Provides for unpaid leave for employees who are domestic abuse survivors (OR NO IMPACT See Note)
Provides for unpaid leave for employees who are domestic abuse survivors (OR NO IMPACT See Note)
House Bill 390 enacts a new provision in Louisiana Revised Statutes Title 23 creating a right to unpaid leave for employees who are survivors of domestic abuse. The statute requires employers with fifty or more employees to grant up to three working days of unpaid leave per twelve-month period to any employee who is a survivor of domestic abuse, regardless of whether the leave is paid or unpaid. The law specifies five permissible uses for this leave: seeking medical care or mental health counseling to recover from physical or psychological injury caused by the domestic abuse, obtaining services from victim service organizations such as domestic abuse shelters, obtaining psychological or other counseling, temporarily or permanently relocating, and taking legal action including preparation for or participation in civil or criminal proceedings related to the domestic abuse.

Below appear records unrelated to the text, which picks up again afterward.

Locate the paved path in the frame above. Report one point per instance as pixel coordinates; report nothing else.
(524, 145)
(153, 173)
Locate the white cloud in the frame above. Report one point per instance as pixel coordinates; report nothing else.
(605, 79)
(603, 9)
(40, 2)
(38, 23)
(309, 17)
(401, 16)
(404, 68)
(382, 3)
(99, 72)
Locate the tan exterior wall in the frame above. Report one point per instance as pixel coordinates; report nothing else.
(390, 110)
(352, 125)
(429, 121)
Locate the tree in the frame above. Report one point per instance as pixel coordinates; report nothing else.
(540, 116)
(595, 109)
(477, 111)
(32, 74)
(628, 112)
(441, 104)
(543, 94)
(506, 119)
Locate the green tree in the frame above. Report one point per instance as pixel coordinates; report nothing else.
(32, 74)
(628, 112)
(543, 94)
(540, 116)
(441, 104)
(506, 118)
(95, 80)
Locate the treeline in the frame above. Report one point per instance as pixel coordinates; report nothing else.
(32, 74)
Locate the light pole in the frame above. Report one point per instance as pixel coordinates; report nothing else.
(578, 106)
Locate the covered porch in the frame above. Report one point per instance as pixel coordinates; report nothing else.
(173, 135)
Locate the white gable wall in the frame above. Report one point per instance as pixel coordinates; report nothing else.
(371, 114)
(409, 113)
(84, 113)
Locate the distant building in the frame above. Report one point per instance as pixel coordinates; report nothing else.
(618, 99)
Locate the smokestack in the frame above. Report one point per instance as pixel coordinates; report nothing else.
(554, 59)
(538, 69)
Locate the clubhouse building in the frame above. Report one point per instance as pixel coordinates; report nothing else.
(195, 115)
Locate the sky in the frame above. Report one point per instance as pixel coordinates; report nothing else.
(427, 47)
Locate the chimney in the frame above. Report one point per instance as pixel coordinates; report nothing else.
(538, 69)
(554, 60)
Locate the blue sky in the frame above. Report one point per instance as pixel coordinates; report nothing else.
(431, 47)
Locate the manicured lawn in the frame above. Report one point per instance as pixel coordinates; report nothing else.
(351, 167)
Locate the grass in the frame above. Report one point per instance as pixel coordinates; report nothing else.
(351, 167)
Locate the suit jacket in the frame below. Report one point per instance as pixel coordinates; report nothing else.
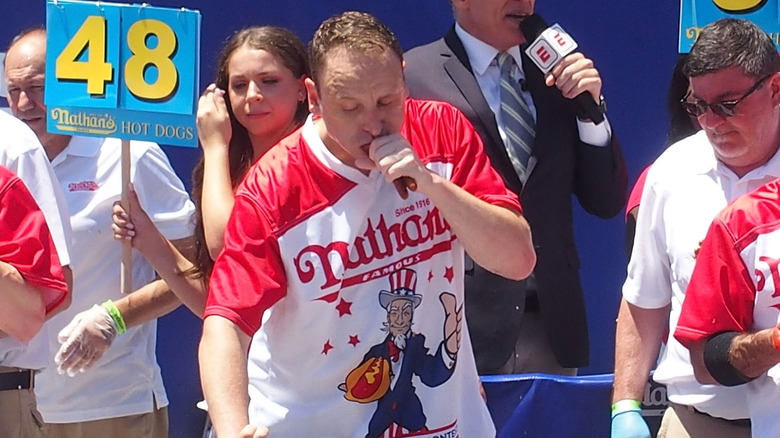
(560, 165)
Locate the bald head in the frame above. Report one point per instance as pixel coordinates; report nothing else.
(25, 69)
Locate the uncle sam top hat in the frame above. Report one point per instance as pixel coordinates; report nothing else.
(402, 285)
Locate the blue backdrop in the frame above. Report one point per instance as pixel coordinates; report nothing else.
(634, 46)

The statute permits employers to request documentation to verify the need for leave, including confirmation of scheduled appointments from licensed counselors, healthcare providers, or attorneys, protective orders, police reports, or court summonses.

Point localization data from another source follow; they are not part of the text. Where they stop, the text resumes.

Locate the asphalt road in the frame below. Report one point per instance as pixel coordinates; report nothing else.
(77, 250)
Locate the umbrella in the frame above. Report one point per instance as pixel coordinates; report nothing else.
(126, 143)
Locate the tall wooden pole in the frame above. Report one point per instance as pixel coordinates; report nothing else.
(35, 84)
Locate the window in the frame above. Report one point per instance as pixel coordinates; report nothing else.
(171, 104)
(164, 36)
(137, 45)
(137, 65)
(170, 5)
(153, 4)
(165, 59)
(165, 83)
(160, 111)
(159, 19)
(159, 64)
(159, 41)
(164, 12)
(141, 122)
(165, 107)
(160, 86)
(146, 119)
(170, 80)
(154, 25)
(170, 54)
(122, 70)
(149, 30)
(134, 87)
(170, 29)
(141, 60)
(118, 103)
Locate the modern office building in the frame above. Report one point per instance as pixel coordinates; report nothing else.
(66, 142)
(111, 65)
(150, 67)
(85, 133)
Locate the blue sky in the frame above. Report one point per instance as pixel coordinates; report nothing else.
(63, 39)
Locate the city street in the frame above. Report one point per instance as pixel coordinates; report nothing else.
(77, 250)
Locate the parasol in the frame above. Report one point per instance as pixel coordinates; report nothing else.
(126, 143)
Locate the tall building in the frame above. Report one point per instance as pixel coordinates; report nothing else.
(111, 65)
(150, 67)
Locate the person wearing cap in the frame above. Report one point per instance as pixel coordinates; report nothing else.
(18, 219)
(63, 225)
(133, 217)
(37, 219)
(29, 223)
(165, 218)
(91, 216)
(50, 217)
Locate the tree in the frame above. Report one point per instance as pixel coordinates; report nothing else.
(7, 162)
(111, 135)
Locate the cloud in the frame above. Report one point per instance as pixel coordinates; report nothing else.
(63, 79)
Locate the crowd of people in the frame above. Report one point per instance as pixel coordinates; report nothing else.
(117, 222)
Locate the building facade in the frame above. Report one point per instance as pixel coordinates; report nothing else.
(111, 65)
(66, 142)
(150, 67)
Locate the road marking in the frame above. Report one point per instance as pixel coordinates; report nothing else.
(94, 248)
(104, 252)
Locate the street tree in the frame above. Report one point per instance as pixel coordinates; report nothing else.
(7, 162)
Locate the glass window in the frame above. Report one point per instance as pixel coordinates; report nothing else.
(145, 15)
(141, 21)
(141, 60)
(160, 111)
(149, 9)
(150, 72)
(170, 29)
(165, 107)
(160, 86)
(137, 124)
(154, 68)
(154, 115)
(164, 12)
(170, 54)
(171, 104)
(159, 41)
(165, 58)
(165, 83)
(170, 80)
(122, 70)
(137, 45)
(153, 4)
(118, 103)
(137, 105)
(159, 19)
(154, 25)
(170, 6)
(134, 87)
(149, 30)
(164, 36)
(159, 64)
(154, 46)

The practical effect of this legislation is to establish a protected leave entitlement for a significant segment of Louisiana's workforce. Employees at covered employers—those with fifty or more employees—gain the ability to address domestic abuse-related needs without risking job loss for taking the time necessary to seek help, access services, or pursue legal remedies. Employers are required to maintain workplace neutrality on this issue and cannot retaliate against employees by discharging, demoting, suspending, or otherwise discriminating against them for exercising their right to domestic abuse leave. Large and medium-sized businesses will need to modify their leave policies and tracking systems to accommodate this new category of leave, and human resources departments will need to implement procedures for handling documentation requests while maintaining confidentiality and sensitivity around domestic abuse matters.

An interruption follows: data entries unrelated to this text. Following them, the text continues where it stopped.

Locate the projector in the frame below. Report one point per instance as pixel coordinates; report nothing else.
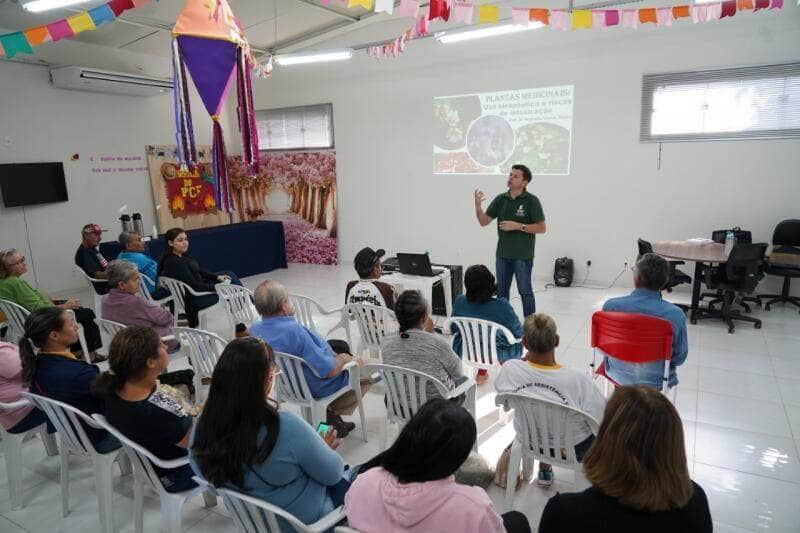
(562, 275)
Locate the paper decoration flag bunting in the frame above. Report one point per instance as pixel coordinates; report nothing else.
(463, 12)
(598, 19)
(384, 6)
(520, 16)
(581, 19)
(679, 12)
(647, 15)
(101, 14)
(37, 35)
(438, 9)
(488, 13)
(408, 8)
(540, 15)
(80, 22)
(14, 43)
(59, 30)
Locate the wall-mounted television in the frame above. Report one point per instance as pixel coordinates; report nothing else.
(32, 183)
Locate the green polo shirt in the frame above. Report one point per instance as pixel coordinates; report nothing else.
(525, 209)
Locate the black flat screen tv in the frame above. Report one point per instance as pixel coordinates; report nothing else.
(32, 183)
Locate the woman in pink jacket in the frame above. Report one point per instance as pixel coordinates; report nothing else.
(410, 487)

House Bill 390 operates within Louisiana's existing employment law framework under Chapter 9 of Title 23, which contains various employment-related statutes. The leave right created here exists alongside other protected leave categories such as jury duty leave and military service leave already established in state law. The prohibition on retaliation aligns with similar protections found throughout Louisiana employment statutes and federal employment law, including the Family and Medical Leave Act and various whistleblower protection provisions. The fifty-employee threshold mirrors the coverage standard used in Louisiana Revised Statutes 23:301 et seq., which regulates equal employment opportunity, creating consistency in which employers are subject to specific employment mandates. The statute does not create a right to paid leave but rather establishes that covered employers cannot penalize employees for taking unpaid time to address domestic abuse-related needs, leaving questions of compensation to employer policy and the parties' employment agreements.
AI-Generated Summary — For Reference Only. This summary was generated by artificial intelligence and may contain errors, misstatements, omissions, inconsistencies, or inaccuracies. It does not constitute legal advice and should not be relied upon as an authoritative interpretation of the bill or applicable law. Users should consult the official bill text, Louisiana Revised Statutes, and other primary legal authorities when forming any legal, regulatory, or policy conclusions. SessionSource assumes no liability for decisions made in reliance on AI-generated content.